For the end-of-bond-bull-market-crowd, 3% is a line in the sand. There is no inherent significance in that number, except that it’s a round one. The benchmark 10s as of now trade with regard to that level as if it’s a ceiling. That’s what makes it so momentous. In 2013, the yield finally broke 3% the day after Christmas, getting as high as 3.04% on New Year’s Eve. It hung around there until January 8, 2014, before finally declining back below 3% and remaining less to this day.

Back in 2010, though, 3% was meaningless. At that time, the level to beat was 4%, which the 10s did exactly once that year on April 5. The difference between 2010 and 2013 was the long end’s view of this possible ceiling.

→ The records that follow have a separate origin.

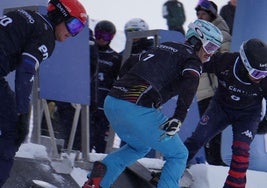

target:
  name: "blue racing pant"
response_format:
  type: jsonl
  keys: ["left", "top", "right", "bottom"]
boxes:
{"left": 100, "top": 96, "right": 188, "bottom": 188}
{"left": 0, "top": 78, "right": 18, "bottom": 187}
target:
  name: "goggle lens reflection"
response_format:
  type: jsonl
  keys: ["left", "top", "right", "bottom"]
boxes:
{"left": 202, "top": 41, "right": 220, "bottom": 54}
{"left": 65, "top": 17, "right": 84, "bottom": 37}
{"left": 249, "top": 69, "right": 267, "bottom": 80}
{"left": 95, "top": 31, "right": 114, "bottom": 42}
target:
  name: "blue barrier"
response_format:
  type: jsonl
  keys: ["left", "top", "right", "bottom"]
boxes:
{"left": 39, "top": 27, "right": 90, "bottom": 105}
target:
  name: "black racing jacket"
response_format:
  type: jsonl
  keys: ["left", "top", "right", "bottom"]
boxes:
{"left": 0, "top": 9, "right": 55, "bottom": 113}
{"left": 204, "top": 52, "right": 267, "bottom": 109}
{"left": 97, "top": 45, "right": 122, "bottom": 108}
{"left": 109, "top": 42, "right": 202, "bottom": 122}
{"left": 162, "top": 0, "right": 186, "bottom": 29}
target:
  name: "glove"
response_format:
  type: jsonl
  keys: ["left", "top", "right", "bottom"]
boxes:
{"left": 48, "top": 101, "right": 56, "bottom": 119}
{"left": 159, "top": 118, "right": 182, "bottom": 141}
{"left": 15, "top": 113, "right": 30, "bottom": 147}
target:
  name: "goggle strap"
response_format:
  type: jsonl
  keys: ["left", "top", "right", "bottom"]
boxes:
{"left": 240, "top": 42, "right": 267, "bottom": 79}
{"left": 240, "top": 42, "right": 253, "bottom": 70}
{"left": 197, "top": 1, "right": 217, "bottom": 16}
{"left": 50, "top": 0, "right": 71, "bottom": 20}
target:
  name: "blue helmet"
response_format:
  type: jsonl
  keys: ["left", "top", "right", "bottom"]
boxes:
{"left": 185, "top": 19, "right": 223, "bottom": 52}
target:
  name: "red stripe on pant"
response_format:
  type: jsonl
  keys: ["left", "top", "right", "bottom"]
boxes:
{"left": 224, "top": 141, "right": 250, "bottom": 188}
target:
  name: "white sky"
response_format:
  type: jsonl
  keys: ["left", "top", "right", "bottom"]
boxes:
{"left": 80, "top": 0, "right": 229, "bottom": 52}
{"left": 80, "top": 0, "right": 229, "bottom": 31}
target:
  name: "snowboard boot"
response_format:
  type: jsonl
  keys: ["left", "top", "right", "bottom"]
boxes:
{"left": 150, "top": 169, "right": 194, "bottom": 188}
{"left": 150, "top": 171, "right": 161, "bottom": 186}
{"left": 82, "top": 161, "right": 106, "bottom": 188}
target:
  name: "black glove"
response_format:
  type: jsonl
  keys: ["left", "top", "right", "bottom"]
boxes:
{"left": 159, "top": 118, "right": 182, "bottom": 141}
{"left": 15, "top": 113, "right": 30, "bottom": 147}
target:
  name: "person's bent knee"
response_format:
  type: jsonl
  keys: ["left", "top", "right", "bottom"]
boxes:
{"left": 180, "top": 144, "right": 189, "bottom": 160}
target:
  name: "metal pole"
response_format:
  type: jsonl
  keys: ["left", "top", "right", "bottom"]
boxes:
{"left": 67, "top": 104, "right": 81, "bottom": 153}
{"left": 81, "top": 105, "right": 90, "bottom": 161}
{"left": 42, "top": 99, "right": 59, "bottom": 158}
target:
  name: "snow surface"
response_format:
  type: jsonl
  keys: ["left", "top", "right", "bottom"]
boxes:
{"left": 16, "top": 142, "right": 267, "bottom": 188}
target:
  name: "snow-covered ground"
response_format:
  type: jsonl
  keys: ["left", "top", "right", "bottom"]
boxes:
{"left": 16, "top": 142, "right": 267, "bottom": 188}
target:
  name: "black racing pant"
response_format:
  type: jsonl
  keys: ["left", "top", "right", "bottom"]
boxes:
{"left": 90, "top": 109, "right": 109, "bottom": 153}
{"left": 0, "top": 78, "right": 18, "bottom": 187}
{"left": 198, "top": 97, "right": 226, "bottom": 166}
{"left": 185, "top": 97, "right": 261, "bottom": 188}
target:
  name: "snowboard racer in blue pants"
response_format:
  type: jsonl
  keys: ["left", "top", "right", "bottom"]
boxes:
{"left": 103, "top": 96, "right": 187, "bottom": 187}
{"left": 83, "top": 19, "right": 223, "bottom": 188}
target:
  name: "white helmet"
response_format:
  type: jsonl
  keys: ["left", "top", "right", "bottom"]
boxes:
{"left": 124, "top": 18, "right": 149, "bottom": 32}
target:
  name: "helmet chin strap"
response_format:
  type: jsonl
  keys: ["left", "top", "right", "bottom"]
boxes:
{"left": 203, "top": 56, "right": 210, "bottom": 63}
{"left": 187, "top": 36, "right": 202, "bottom": 51}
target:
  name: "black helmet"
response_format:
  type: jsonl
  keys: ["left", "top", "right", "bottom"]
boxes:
{"left": 240, "top": 38, "right": 267, "bottom": 79}
{"left": 94, "top": 20, "right": 116, "bottom": 42}
{"left": 95, "top": 20, "right": 116, "bottom": 34}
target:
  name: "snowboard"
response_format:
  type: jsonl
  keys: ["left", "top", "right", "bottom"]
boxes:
{"left": 180, "top": 169, "right": 194, "bottom": 188}
{"left": 30, "top": 180, "right": 57, "bottom": 188}
{"left": 150, "top": 168, "right": 194, "bottom": 188}
{"left": 125, "top": 161, "right": 156, "bottom": 188}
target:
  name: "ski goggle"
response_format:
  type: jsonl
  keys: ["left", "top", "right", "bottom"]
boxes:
{"left": 240, "top": 42, "right": 267, "bottom": 80}
{"left": 65, "top": 17, "right": 84, "bottom": 37}
{"left": 202, "top": 40, "right": 220, "bottom": 54}
{"left": 95, "top": 30, "right": 114, "bottom": 42}
{"left": 125, "top": 28, "right": 141, "bottom": 32}
{"left": 248, "top": 69, "right": 267, "bottom": 80}
{"left": 196, "top": 0, "right": 217, "bottom": 14}
{"left": 188, "top": 22, "right": 220, "bottom": 54}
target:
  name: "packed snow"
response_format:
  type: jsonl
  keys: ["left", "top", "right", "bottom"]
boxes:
{"left": 16, "top": 142, "right": 267, "bottom": 188}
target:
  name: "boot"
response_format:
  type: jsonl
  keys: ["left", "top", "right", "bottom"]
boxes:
{"left": 82, "top": 161, "right": 106, "bottom": 188}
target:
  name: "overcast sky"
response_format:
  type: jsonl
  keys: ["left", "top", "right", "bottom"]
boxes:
{"left": 80, "top": 0, "right": 229, "bottom": 31}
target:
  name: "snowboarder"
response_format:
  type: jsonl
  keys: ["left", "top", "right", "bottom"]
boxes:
{"left": 0, "top": 0, "right": 87, "bottom": 186}
{"left": 82, "top": 19, "right": 223, "bottom": 188}
{"left": 184, "top": 38, "right": 267, "bottom": 188}
{"left": 90, "top": 20, "right": 122, "bottom": 153}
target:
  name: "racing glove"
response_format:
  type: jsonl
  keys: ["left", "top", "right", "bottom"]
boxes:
{"left": 159, "top": 118, "right": 182, "bottom": 141}
{"left": 15, "top": 113, "right": 30, "bottom": 147}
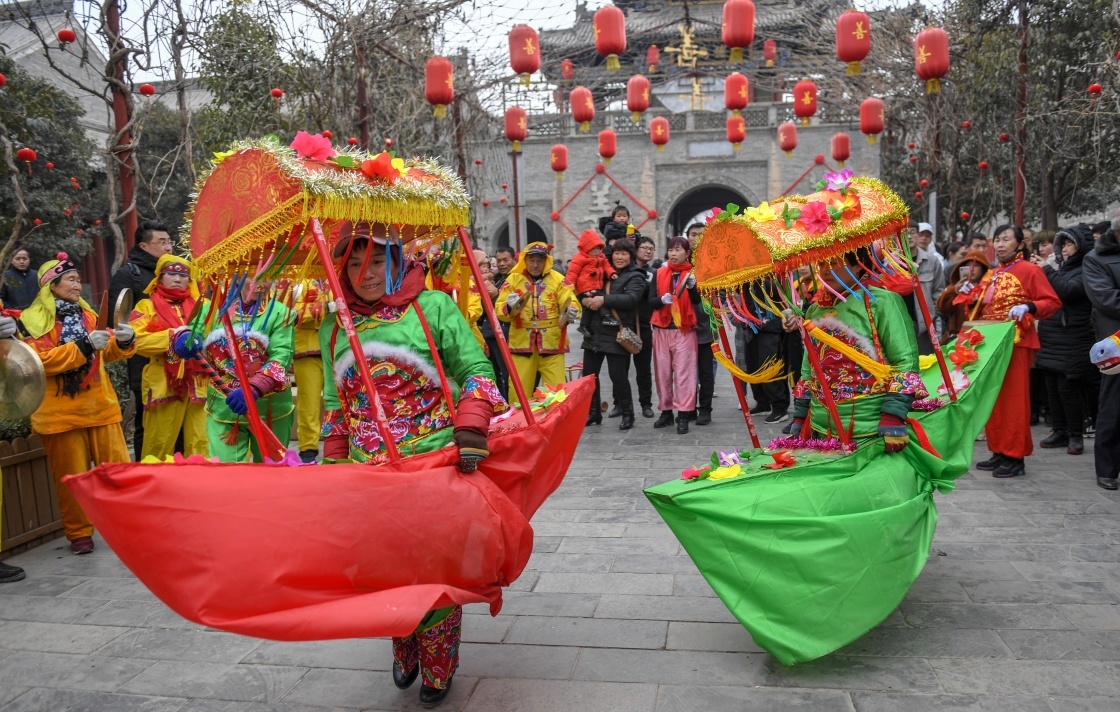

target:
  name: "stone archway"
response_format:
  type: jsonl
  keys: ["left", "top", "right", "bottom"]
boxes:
{"left": 492, "top": 218, "right": 548, "bottom": 250}
{"left": 666, "top": 184, "right": 753, "bottom": 241}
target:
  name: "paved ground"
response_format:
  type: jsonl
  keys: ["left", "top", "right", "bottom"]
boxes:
{"left": 1, "top": 361, "right": 1119, "bottom": 711}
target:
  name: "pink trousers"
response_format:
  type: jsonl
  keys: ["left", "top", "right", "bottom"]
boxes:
{"left": 653, "top": 327, "right": 698, "bottom": 413}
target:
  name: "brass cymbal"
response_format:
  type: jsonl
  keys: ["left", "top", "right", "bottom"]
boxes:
{"left": 114, "top": 288, "right": 134, "bottom": 328}
{"left": 0, "top": 338, "right": 46, "bottom": 420}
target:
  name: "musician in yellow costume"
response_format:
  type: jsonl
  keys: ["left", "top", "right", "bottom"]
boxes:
{"left": 496, "top": 242, "right": 579, "bottom": 393}
{"left": 293, "top": 281, "right": 326, "bottom": 464}
{"left": 129, "top": 254, "right": 210, "bottom": 459}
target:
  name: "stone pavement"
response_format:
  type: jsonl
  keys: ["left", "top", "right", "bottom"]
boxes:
{"left": 2, "top": 363, "right": 1119, "bottom": 711}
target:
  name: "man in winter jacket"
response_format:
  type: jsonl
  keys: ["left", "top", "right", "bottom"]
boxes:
{"left": 0, "top": 249, "right": 38, "bottom": 309}
{"left": 1084, "top": 216, "right": 1120, "bottom": 490}
{"left": 108, "top": 220, "right": 174, "bottom": 459}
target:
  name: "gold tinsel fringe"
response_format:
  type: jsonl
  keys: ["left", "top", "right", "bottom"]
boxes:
{"left": 712, "top": 350, "right": 786, "bottom": 384}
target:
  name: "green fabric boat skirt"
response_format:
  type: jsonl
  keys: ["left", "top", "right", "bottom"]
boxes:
{"left": 644, "top": 322, "right": 1016, "bottom": 665}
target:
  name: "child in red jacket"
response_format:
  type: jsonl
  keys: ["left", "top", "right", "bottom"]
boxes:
{"left": 566, "top": 229, "right": 617, "bottom": 337}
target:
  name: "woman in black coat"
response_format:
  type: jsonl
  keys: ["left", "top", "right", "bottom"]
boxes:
{"left": 581, "top": 240, "right": 647, "bottom": 430}
{"left": 1035, "top": 224, "right": 1099, "bottom": 454}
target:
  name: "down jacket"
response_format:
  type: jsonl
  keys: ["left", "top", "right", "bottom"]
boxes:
{"left": 1036, "top": 224, "right": 1097, "bottom": 378}
{"left": 584, "top": 262, "right": 647, "bottom": 356}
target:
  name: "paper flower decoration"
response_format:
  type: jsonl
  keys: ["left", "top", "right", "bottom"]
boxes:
{"left": 289, "top": 130, "right": 336, "bottom": 161}
{"left": 708, "top": 464, "right": 744, "bottom": 480}
{"left": 681, "top": 467, "right": 707, "bottom": 481}
{"left": 797, "top": 201, "right": 833, "bottom": 235}
{"left": 717, "top": 450, "right": 742, "bottom": 467}
{"left": 762, "top": 450, "right": 797, "bottom": 469}
{"left": 706, "top": 207, "right": 724, "bottom": 224}
{"left": 949, "top": 341, "right": 979, "bottom": 369}
{"left": 361, "top": 151, "right": 406, "bottom": 184}
{"left": 823, "top": 168, "right": 854, "bottom": 192}
{"left": 958, "top": 328, "right": 985, "bottom": 348}
{"left": 746, "top": 201, "right": 779, "bottom": 223}
{"left": 211, "top": 150, "right": 235, "bottom": 165}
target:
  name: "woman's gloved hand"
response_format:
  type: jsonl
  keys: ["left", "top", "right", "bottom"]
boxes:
{"left": 225, "top": 386, "right": 260, "bottom": 416}
{"left": 1008, "top": 304, "right": 1030, "bottom": 321}
{"left": 113, "top": 323, "right": 135, "bottom": 347}
{"left": 958, "top": 281, "right": 974, "bottom": 295}
{"left": 87, "top": 330, "right": 110, "bottom": 351}
{"left": 684, "top": 273, "right": 696, "bottom": 290}
{"left": 172, "top": 329, "right": 202, "bottom": 359}
{"left": 0, "top": 315, "right": 17, "bottom": 340}
{"left": 660, "top": 292, "right": 674, "bottom": 305}
{"left": 878, "top": 413, "right": 909, "bottom": 453}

Ceiling for what? It’s this part that I think so many get confused about in being confused over the yield curve. There’s two parts to it, the short as well as long end. The latter is an economic indication while the former is tuned by perceptions of money substitutes (including policy rates like IOER and RRP). It’s in the middle where those come together.

Eurodollar futures are nothing but short-end stuff. After all, they settle on 3-month LIBOR. But the various outer maturities of eurodollar futures have to take into considerations of not just money substitutes but also the possible future economic conditions that will drive them. It’s a mix of short and long attributes focused on how those will result in short-end mechanics.

What eurodollar futures show is the imposition of that ceiling on the short-end, confirming the long end’s reticence from 2013. It’s weird to see it now this many years later, but during reflation #2 that year the eurodollar futures curve was still closer to a normal one than not. It diverged significantly from the UST curve in that it was trading as if future LIBOR, driven by policy normalization due to a more complete economic recovery, was to be relatively unrestrained.